This is a page that curates AI-related papers published worldwide. All content here is summarized using Google Gemini and operated on a non-profit basis. Copyright for each paper belongs to the authors and their institutions; please make sure to credit the source when sharing.
KAG-Thinker: Interactive Thinking and Deep Reasoning in LLMs via Knowledge-Augmented Generation
Created by
Haebom
Author
Dalong Zhang, Jun Xu, Jun Zhou, Lei Liang, Lin Yuan, Ling Zhong, Mengshu Sun, Peilong Zhao, QiWei Wang, Xiaorui Wang, Xinkai Du, YangYang Hou, Yu Ao, ZhaoYang Wang, Zhengke Gui, ZhiYing Yi, Zhongpu Bo
Outline
KAG-Thinker is a model that upgrades KAG to a multi-turn interactive thinking and deep reasoning framework based on a lightweight parameterized large-scale language model (LLM). It builds a structured thinking process for solving complex problems, and improves the logical consistency and contextual consistency of the reasoning process in question-and-answer (Q&A) tasks on a specific domain knowledge base (KB). It follows the logical form-based search and reasoning technology path of KAG, and decomposes complex questions into independently solvable subproblems (logical forms) through breadth decomposition. Each logical form is expressed in two equivalent forms: natural language and logical functions, and is classified into knowledge retrieval or inference analysis tasks. The dependencies and parameter passing between these tasks are explicitly modeled through the logical function interface. The search function retrieves the first-level structured and unstructured information of a given knowledge unit. The mathematical and deductive functions are used for inference analysis tasks. In the knowledge retrieval subproblem task, the LLM and external knowledge sources are considered as equivalent KBs.
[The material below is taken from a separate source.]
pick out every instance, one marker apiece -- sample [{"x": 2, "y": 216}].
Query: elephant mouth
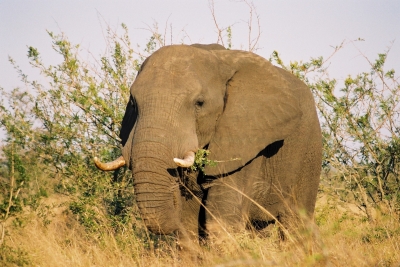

It uses a knowledge boundary module that determines the optimal source using self-regulating mechanisms such as confidence correction and reflective reasoning, and a depth solving module that improves the comprehensiveness of knowledge acquisition.
Takeaways, Limitations
•
Takeaways:
◦
Presenting an efficient multi-turn interaction inference framework based on lightweight LLM
◦
Improving logical consistency and contextual consistency of the reasoning process through a structural thinking process based on logical format.
◦
Clear separation and efficient linkage of knowledge retrieval and inference analysis tasks.
◦
Integrated use of LLM and external knowledge sources and selection of optimal sources
◦
Increasing the comprehensiveness of knowledge acquisition through in-depth solution modules
•
Limitations:
◦
The paper does not present specific performance evaluation results or comparative analysis.
◦
Further validation of the efficiency and accuracy of the decomposition process for complex questions is needed.
◦
Lack of detailed description of the specific mechanisms and performance of the knowledge boundary module and deep resolution module.
◦
Further research is needed on generalizability to questions of different domains and complexity.
◦
Lack of a detailed algorithmic description of breadth decomposition.